As the title of his book indicated, David Randall-MacIver did not believe they had, but I will leave the profound and dismissive extent to which he felt so until we have heard his evidence. In the meantime he has at least supplied us with a label for all those who would disagree so vehemently with him. They were, henceforth, the Romantics. David Randall-MacIver actually used the phrase ‘Romantics' when presenting his medieval theory to a public meeting in Bulawayo, which must have comprised Romantics to the man. It is a tough, pioneer town. David Randall-MacIver cannot possibly have suspected how close he came to being tarred and feathered.

Randall-MacIver's report also marks the moment when the lost city became a political pawn. It was felt by both camps, if covertly at first, that whomsoever could prove ancestors who were the authors of the lost city – White Semites v Black Bantu – had the moral right to rule Zimbabwe.
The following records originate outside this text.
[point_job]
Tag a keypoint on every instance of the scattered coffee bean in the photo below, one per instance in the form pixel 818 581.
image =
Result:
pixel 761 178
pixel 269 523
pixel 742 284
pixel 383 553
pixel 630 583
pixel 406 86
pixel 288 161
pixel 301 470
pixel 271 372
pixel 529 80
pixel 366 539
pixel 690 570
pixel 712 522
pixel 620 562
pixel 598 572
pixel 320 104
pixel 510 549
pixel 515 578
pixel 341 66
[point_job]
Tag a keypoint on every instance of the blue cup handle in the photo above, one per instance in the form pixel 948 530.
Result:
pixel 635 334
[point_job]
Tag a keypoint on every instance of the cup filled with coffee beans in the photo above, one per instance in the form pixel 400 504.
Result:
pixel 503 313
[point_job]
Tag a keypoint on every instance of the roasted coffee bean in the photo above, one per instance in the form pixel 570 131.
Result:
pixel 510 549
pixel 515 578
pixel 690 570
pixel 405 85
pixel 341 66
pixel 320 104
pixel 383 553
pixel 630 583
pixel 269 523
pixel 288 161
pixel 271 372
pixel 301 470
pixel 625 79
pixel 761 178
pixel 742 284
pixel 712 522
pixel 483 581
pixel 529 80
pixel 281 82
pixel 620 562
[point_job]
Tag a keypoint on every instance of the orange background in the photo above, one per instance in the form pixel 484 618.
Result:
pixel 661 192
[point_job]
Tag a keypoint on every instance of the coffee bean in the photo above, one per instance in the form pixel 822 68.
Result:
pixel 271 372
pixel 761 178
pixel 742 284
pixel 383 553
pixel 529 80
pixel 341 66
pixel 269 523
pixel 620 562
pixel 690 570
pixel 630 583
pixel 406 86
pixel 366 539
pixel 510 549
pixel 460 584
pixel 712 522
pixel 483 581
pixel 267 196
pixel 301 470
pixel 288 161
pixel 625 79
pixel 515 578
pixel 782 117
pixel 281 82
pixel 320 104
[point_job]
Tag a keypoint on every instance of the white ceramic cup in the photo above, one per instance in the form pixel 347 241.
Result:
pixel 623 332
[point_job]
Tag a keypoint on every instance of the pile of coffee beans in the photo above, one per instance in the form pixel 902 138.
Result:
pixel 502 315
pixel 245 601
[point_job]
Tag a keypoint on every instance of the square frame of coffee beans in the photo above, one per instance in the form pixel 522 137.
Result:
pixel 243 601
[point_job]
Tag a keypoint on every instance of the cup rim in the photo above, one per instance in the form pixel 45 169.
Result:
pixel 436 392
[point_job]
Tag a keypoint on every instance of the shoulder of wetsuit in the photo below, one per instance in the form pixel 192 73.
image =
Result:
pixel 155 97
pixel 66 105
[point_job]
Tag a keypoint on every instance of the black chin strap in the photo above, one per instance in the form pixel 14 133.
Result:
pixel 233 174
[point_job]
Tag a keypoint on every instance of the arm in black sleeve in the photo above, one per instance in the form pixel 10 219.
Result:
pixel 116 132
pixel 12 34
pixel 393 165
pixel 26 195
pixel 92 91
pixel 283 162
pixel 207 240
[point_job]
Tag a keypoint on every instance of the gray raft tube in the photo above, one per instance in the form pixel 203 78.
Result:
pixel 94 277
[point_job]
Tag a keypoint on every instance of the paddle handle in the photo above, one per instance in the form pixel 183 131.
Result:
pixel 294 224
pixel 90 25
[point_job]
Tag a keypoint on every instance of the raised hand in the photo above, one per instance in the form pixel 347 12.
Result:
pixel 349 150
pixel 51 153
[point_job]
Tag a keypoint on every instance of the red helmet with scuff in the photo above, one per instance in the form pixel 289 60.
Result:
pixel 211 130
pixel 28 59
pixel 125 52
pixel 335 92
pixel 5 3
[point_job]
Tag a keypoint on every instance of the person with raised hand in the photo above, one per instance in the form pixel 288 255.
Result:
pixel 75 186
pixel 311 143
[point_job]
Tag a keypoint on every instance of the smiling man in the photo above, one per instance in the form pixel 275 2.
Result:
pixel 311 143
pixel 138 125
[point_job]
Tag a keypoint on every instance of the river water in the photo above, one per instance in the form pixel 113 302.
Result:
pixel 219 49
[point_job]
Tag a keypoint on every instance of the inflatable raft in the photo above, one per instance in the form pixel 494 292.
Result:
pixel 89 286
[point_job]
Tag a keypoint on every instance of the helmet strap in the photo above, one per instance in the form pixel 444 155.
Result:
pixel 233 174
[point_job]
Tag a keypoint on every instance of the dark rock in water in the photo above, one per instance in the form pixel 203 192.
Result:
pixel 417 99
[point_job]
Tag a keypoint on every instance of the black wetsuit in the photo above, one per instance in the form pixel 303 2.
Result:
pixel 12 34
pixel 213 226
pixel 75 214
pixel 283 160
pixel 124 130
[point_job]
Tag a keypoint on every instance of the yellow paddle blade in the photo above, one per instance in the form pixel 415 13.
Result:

When eventually it came to a bloody fight between these two camps ‘Zimbabwe' would be on every black banner, ZAPU (Zimbabwe African People's Union) for the party which would eventually be led by Joshua Nkomo, and ZANU for the Zimbabwe African National Union led by Robert Mugabe.

Through these years I was the Controller of Rhodesia Television in Bulawayo. My daughter Lisa's maid, Annie Mutesa, was Joshua's niece. She and I, the police told us, were both on ‘blacklists', she on ZANU's, me on both because of my position as a white television ‘propagandist', albeit a rather pro-black one. Annie, who protected my children like a tigress, said it was probably better if ZANU took care of me because otherwise she might have to. Thankfully it never came to that; in fact, she was very upset when we left the country.

Mr Smith's parliament tried to diffuse the issue of the authorship of the lost city via a parliamentary order banning any suggestion that it was of indigenous African origin. I had earlier spent some time in the parliamentary press gallery with Robert Mugabe, he for the
African Daily News
, myself for the
Rhodesia Herald
, when the political row about the colour of the builders of Great Zimbabwe first began to rumble. At about that time, however, the
Daily News
was also banned. Robert, whom I had admired for his fiery commitment to his cause, went off to Mozambique to raise an army of freedom fighters. I, taking the hint from one of Mr Smith's ministers, went into voluntary exile in Britain and raised a family.